The paper tackles the problem of multi-armed bandits with multiple losses by defining relative loss vectors and studying two goals: identifying the arm with minimum ℓ∞-norm of relative losses with given confidence, and minimizing the ℓ∞-norm of cumulative relative losses. For the first goal, they derive a sample complexity lower bound and matching algorithms, and for the second, they provide a regret lower bound of Ω(T^{2/3}) and a matching algorithm.

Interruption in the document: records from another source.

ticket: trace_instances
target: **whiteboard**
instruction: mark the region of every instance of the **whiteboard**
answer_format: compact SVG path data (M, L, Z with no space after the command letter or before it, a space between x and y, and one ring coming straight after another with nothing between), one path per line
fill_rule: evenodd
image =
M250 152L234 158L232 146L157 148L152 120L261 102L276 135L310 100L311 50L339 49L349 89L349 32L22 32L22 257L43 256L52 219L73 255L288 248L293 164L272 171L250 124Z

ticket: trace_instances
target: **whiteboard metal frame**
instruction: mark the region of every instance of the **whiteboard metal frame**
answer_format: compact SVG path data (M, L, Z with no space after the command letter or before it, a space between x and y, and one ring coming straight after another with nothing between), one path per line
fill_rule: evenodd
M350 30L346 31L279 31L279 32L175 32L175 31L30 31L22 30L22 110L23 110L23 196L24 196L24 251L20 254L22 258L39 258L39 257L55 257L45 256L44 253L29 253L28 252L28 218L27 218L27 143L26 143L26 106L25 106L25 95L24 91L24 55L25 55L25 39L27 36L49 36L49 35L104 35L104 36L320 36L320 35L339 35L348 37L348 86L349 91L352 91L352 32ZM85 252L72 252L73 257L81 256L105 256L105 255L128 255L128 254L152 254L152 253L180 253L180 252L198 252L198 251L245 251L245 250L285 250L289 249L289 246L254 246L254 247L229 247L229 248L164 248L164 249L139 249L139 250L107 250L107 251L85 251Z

Multi-armed bandits are widely applied in scenarios like recommender systems, for which the goal is to maximize the click rate. However, more factors should be considered, e.g., user stickiness, user growth rate, user experience assessment, etc. In this paper, we model this situation as a problem of $K$-armed bandit with multiple losses. We define relative loss vector of an arm where the $i$-th entry compares the arm and the optimal arm with respect to the $i$-th loss. We study two goals: (a) finding the arm with the minimum $\ell^\infty$-norm of relative losses with a given confidence level (which refers to fixed-confidence best-arm identification); (b) minimizing the $\ell^\infty$-norm of cumulative relative losses (which refers to regret minimization). For goal (a), we derive a problem-dependent sample complexity lower bound and discuss how to achieve matching algorithms. For goal (b), we provide a regret lower bound of $Ω(T^{2/3})$ and provide a matching algorithm.